A year of ‘great experiences’
For Ben Brooks, the war in Europe read like a movie script: a brush with death followed by a brush with fame.
A corporal with the 457th Coast Artillery Battalion, the Idaho native survived bullets and mines on D-Day. Two days later, still on the Normandy beaches, he caught sight of American generals Dwight Eisenhower, Omar Bradley and George Patton.
A few months later in Luxembourg, Brooks’ unit was assigned to protect Patton. After shooting down a German plane, Patton rewarded them with a hot meal and a movie.
Several months later, the same anti-aircraft gun was in danger of falling off a pontoon bridge on the Rhine River.
Chafing at the delay, Patton wanted the gun dumped into the river – until a soldier from St. Maries, Idaho, reminded the general it was the same gun that saved him in Luxembourg.
“We can’t dump that!” Patton replied. “Get some men on that!”
When the war ended, Brooks was in Bavaria. He helped clear out Hitler’s Alpine hideaway, the “Eagle’s Nest.”
Brooks took several golden doorknobs with him that he carried until the day he left Europe. But the bag he carried them in, which also contained an elaborate camera confiscated from a German citizen after the Nazis surrendered, was stolen as he got on the victory ship, he said.
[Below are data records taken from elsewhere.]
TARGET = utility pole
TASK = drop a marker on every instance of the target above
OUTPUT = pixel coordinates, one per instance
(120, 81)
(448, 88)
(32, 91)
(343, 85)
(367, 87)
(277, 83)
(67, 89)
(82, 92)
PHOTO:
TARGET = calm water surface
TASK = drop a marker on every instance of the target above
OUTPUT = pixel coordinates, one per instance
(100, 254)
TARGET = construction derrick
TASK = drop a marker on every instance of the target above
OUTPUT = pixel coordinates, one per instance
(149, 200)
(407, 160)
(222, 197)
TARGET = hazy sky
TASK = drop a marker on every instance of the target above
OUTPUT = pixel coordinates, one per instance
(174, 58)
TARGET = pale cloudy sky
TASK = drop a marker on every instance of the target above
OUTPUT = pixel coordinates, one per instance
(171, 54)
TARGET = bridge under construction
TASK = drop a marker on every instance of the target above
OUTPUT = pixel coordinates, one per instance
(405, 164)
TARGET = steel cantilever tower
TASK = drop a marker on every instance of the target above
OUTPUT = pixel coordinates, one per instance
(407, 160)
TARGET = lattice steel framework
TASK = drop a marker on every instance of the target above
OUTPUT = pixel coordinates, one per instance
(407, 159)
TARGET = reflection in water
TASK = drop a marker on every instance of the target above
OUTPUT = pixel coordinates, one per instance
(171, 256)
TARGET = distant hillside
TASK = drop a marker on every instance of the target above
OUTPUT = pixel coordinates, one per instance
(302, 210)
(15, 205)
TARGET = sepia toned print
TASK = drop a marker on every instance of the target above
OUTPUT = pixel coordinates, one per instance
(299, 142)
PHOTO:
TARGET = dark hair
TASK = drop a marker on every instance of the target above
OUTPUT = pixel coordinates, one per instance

“I didn’t give a hell of a lot about losing the camera, but I hated to get rid of those doorknobs,” Brooks said.
Brooks made a quick transition from war to peace. By year’s end, he was enrolled at the University of Idaho.
After earning an economics degree, he worked at Murphey Favre in Spokane, then sold securities at Washington Mutual. He and his wife, Annette, raised three children.
‘It was a big party’
By the time the war in Europe was over, Bill Luke had seen it all.
On D-Day, he had witnessed the carnage at Omaha Beach. Eleven months later, he was in the middle of Germany with the 9th U.S. Army.
More surprises awaited as the 9th Army invaded northern Germany. As Luke’s unit occupied the Volkswagen plant in Wolfsburg, he found the main office. It was filled with books.
“We thought they might be booby-trapped, but I’ll never forget one of the books,” Luke said. “It was a guidebook to Detroit.”
Later, on the Elbe River, he witnessed thousands of German civilians who were more than eager to be liberated by the Americans instead of the Russians.
“They were strung out for miles, in cars and wagons and on foot; I’m sure that the Germans didn’t care for the Russian life,” Luke said.
When the war ended, the party began for the 336th Combat Engineer Battalion.
“There were only two of us who didn’t drink, so we had to watch everybody – it was a big party,” Luke said.
“But it never got out of control.”
Most of his colleagues expected to be sent halfway around the world to finish the war against Japan. Instead, Luke and others got a free railway tour of Switzerland.
“That was a nice gesture,” said Luke, who was still on his Alpine adventure when word in August 1945 came that Japan had surrendered.
Now the war really was over, and Luke could return home. In 1953, he “married the perfect girl” and established a trade journal focusing on the bus industry.
In 1969, he and wife Adelene moved to Spokane, where for five years Luke was assistant manager of Empire Lines. He went on to produce trade journals and other publications.
“I was just pleased that I had a part in helping bring about peace,” Luke said. “That was important to all of us.”